Silver has long been used as a natural and proven antimicrobial against bacteria, fungus, mold and other microbes. Silver’s safe and natural properties have been harnessed for use in wound care (especially burn treatments), water purification, bone prostheses, cardiac devices, catheters and surgical appliances.
Silver is a natural antibacterial that works by killing bacteria, fungi and yeast by interfering with the metabolism necessary for respiration of these microbes. Even in relatively low concentrations, biologically active silver (Ag) readily kills bacteria and fungus.

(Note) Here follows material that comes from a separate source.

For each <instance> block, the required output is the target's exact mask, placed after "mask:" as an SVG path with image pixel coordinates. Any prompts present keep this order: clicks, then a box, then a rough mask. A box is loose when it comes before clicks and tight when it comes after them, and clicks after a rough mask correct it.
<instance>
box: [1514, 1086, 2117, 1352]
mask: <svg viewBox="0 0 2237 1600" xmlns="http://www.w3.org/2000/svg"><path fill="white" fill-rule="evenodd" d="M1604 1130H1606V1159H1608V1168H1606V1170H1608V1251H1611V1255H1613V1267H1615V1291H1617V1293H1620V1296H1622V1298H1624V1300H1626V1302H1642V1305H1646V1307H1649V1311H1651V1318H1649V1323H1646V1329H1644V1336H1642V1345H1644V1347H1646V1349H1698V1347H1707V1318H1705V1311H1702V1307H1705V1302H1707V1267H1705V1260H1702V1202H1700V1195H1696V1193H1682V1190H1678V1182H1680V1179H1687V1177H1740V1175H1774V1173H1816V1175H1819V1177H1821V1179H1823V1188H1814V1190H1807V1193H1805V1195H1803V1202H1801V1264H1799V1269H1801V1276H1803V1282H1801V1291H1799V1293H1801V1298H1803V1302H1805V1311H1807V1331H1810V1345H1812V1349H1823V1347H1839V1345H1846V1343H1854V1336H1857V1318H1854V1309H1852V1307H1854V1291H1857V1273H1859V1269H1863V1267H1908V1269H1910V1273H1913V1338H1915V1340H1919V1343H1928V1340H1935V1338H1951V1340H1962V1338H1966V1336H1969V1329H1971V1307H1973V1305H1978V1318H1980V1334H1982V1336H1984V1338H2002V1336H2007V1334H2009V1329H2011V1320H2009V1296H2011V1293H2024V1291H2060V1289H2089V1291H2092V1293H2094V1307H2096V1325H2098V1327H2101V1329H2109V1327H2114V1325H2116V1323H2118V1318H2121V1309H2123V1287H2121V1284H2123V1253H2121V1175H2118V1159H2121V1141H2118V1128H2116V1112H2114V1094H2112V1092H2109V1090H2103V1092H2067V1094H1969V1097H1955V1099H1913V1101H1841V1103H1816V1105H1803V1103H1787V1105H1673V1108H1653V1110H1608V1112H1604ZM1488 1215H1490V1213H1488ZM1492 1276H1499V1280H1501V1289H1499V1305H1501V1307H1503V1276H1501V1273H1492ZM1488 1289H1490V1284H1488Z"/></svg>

Silver has a long and documented history as an antibiotic in human health care. Silver has been seen in use as an antimicrobial as far back as 300 B.C. in ancient Greece.
Some examples of silver’s beneficial use in history:
- Hippocrates (300 B.C) ‘The Father of Modern Medicine’ noted the beneficial use of silver in wound care.
- The Phoenicians used to store water, wine and vinegar in silver bottles to prevent spoiling.
- Prior to antibiotics, Silver was used widely in hospitals as a bactericide.
- In the early 1800s, doctors used silver sutures in surgical wounds with very successful results.
- Pioneers of the American West placed silver dollars in their casks of drinking water to keep the water safe from bacteria, algae, etc.
- In the early 1900s people would put silver dollars in milk bottles to prolong the milk’s freshness.
- Silver leaf was used to combat infection in wounds sustained by troops during World War I (before antibiotics).
- Silver yarn is used in socks worn by military personnel in combat areas. so they do not develop fungus growth inside their boots.